A compuyter virus self propagates with human intervention. A worm self propagates without human intervention.
I think the biological item that most closely resembles a work would be a parasite that is self-mobile. E.g. a botfly.
Various computer virus' in the past propagated through floppy drives and infected floppies, but you were safe as long you didn't initiate the action that caused the infection (use the floppy in your computer). Also, you can get a virus by visiting a website, which is also initiated by the uninfected.

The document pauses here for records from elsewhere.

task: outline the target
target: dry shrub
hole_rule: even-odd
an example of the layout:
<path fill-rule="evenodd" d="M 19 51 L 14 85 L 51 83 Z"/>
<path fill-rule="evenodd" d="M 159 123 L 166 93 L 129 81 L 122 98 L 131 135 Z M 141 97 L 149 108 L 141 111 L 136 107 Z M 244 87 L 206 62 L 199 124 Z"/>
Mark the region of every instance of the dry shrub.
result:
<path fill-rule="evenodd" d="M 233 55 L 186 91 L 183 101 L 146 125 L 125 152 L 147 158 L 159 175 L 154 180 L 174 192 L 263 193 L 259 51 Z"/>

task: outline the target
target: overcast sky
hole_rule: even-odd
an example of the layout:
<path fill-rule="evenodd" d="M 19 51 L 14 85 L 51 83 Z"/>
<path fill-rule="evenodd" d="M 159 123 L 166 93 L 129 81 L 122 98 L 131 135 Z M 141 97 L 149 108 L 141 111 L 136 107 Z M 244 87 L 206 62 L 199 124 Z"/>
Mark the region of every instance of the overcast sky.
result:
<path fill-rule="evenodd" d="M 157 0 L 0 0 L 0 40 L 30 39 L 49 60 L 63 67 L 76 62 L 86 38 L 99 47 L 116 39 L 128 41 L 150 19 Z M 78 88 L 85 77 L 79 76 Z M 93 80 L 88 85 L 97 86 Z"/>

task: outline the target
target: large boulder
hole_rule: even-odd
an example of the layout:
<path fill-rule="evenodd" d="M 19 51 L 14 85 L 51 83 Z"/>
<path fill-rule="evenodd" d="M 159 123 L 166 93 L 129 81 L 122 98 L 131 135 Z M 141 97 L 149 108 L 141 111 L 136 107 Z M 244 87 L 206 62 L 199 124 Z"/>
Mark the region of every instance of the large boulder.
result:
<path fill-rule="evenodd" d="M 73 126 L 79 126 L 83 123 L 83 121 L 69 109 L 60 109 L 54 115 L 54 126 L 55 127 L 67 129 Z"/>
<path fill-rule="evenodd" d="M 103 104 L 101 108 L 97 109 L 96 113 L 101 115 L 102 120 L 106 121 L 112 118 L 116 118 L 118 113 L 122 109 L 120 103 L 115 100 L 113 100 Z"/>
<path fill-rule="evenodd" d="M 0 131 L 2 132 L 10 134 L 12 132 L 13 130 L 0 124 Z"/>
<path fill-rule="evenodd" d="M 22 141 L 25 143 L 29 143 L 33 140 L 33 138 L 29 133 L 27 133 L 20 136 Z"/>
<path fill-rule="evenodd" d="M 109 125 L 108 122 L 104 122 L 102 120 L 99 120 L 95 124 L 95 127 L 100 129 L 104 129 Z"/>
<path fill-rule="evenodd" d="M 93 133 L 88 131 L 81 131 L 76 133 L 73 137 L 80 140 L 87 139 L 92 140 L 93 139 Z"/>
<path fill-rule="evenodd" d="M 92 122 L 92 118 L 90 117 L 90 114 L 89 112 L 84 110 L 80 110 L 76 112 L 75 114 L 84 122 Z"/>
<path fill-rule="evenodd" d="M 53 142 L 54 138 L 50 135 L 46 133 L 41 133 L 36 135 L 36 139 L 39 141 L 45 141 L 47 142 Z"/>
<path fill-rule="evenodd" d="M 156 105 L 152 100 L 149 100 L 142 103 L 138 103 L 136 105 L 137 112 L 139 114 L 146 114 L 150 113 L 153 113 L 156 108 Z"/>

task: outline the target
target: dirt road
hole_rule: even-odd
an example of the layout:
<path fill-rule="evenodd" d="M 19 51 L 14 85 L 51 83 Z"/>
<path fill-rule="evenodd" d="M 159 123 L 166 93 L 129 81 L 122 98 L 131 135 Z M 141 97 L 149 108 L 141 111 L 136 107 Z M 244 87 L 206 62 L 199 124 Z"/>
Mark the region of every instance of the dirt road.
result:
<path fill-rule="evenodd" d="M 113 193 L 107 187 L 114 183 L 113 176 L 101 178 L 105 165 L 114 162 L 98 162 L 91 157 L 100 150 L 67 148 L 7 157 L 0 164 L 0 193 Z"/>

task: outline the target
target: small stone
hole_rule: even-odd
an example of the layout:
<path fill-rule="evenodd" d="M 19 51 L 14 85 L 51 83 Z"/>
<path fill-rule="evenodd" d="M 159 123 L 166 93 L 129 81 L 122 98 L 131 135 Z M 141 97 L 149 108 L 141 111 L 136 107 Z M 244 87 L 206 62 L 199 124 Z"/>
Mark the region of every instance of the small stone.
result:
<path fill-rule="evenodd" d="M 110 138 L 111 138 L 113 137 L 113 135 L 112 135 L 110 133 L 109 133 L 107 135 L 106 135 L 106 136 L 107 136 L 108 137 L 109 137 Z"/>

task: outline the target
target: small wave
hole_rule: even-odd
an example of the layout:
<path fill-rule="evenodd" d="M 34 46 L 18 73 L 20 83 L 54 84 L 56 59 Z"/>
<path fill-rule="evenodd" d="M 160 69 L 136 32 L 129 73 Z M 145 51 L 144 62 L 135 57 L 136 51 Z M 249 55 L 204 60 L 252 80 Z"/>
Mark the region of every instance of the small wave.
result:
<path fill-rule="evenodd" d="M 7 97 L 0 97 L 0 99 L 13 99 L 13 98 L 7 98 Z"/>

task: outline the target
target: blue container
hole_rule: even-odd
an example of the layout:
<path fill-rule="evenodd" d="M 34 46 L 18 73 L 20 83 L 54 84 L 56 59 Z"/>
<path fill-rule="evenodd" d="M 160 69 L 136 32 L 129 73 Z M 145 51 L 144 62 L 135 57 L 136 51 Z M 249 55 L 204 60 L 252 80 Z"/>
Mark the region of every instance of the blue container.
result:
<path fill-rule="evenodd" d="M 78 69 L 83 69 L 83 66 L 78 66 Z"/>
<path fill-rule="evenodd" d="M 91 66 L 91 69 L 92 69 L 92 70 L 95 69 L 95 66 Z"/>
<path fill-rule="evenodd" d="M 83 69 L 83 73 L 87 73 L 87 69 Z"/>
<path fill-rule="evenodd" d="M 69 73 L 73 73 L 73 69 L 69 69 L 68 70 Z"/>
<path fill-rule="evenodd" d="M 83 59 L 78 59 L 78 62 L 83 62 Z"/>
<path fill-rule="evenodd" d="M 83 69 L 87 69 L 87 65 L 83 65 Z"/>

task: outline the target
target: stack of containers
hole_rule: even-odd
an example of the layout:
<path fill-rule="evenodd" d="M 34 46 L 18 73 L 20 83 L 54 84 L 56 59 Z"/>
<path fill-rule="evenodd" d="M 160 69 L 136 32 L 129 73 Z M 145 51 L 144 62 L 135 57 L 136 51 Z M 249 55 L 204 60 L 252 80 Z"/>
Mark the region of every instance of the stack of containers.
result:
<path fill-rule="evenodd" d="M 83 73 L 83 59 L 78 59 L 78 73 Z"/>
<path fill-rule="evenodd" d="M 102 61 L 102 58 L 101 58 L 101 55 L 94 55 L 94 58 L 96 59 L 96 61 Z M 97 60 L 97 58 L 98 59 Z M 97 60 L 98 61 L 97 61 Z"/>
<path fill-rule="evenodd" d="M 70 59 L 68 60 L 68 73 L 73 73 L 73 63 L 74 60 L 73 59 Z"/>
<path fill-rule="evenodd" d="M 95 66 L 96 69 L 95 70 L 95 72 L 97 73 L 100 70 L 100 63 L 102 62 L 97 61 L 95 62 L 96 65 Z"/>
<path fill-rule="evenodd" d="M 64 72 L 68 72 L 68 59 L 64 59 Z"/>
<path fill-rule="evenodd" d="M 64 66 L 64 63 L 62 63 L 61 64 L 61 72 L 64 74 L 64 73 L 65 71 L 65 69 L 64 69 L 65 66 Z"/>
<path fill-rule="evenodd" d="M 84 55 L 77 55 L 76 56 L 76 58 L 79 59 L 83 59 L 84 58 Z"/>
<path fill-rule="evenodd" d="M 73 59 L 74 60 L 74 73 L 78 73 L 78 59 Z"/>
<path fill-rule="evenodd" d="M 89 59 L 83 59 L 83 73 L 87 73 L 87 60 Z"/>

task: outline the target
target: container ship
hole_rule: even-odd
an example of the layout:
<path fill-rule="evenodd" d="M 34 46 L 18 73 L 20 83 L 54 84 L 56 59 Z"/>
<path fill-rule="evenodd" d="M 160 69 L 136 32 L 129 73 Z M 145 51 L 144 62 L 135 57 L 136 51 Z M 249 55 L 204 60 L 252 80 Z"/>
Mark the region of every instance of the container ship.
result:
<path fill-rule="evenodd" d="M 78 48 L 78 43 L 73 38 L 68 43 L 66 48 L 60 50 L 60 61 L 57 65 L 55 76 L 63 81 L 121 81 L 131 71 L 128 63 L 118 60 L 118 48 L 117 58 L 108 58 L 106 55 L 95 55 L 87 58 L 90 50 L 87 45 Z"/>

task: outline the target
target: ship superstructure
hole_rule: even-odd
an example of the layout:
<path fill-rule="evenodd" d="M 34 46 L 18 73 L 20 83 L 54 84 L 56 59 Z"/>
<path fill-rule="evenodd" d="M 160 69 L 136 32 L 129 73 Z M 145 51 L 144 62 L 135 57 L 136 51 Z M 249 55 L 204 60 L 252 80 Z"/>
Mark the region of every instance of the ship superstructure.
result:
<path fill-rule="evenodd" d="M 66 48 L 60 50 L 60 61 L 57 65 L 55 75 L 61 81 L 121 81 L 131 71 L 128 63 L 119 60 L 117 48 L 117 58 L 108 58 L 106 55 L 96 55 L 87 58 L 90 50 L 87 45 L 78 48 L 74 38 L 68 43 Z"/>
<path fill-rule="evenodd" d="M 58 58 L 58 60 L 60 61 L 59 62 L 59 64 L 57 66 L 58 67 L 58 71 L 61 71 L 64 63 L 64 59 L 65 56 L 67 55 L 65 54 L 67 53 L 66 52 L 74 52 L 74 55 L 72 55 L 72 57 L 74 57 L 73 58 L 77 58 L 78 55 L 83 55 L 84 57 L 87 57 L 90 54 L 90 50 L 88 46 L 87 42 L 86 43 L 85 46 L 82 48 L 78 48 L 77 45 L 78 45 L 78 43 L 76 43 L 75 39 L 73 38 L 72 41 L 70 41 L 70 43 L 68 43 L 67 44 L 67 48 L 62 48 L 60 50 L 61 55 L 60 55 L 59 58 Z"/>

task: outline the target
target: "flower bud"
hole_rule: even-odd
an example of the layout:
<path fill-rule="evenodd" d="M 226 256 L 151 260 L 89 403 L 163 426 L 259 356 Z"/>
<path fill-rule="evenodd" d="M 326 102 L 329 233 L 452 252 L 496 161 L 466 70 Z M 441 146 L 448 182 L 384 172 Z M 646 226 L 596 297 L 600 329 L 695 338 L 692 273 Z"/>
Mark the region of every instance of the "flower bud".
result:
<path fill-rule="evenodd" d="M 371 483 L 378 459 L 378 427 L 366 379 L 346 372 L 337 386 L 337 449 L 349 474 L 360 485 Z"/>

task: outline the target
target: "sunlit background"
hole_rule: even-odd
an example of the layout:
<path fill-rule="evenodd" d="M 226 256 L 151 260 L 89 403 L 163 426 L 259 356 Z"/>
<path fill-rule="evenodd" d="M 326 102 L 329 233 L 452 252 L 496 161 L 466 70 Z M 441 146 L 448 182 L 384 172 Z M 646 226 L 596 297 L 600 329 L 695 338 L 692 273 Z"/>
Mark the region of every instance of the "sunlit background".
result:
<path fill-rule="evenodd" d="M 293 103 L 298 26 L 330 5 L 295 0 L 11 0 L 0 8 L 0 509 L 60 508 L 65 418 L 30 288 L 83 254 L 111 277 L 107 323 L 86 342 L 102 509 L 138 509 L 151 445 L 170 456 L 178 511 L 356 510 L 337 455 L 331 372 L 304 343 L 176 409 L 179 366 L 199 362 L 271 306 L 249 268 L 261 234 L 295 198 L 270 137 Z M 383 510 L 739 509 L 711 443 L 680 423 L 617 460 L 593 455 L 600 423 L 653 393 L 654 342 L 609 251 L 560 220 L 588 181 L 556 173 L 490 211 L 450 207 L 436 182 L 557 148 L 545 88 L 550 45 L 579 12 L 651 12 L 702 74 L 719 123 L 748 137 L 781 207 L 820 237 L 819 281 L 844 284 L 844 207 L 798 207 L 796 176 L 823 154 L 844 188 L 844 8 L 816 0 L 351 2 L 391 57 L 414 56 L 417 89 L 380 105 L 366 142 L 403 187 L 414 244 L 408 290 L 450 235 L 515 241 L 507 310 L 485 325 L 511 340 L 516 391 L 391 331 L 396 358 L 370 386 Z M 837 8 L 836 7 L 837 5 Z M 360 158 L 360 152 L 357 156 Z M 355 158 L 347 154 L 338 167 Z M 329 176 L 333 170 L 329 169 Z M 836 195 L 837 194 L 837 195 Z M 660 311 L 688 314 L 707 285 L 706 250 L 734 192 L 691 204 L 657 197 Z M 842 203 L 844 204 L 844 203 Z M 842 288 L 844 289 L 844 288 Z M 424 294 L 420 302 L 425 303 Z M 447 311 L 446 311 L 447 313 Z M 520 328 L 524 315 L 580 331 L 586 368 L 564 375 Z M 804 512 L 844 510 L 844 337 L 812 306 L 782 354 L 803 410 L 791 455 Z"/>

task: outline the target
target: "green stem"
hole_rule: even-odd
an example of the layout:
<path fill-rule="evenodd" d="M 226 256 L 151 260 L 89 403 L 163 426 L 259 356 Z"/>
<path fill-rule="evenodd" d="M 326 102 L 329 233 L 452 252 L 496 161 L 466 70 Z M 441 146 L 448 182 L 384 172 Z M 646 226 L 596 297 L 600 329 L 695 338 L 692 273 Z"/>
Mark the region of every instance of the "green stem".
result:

Worms used infected host resources to actively seek out and infect other hosts without any initiating action by those other hosts.
In this way, meatspace viruses are NOT like computer worms. They don't cause their hosts to seek out people to infect. Infection is either coincidental or requires some allowance by the candidate (close contact, use of shared resources, etc).
That's true. Biological viruses are kind of in between computer viruses and computer worms.
I still think a worm is a decent analogy, though. For example, the first thing a worm will often do is scan the local network and try to infect each "living host" it finds in its vicinity. In some sense it can be seen as having some kind of willpower or intention, but it's a little more like a blind, unthinking process of trying to constantly fire itself in all directions, not unlike how a virus is unthinkingly regularly emitting itself into the air around it to infect those in its vicinity.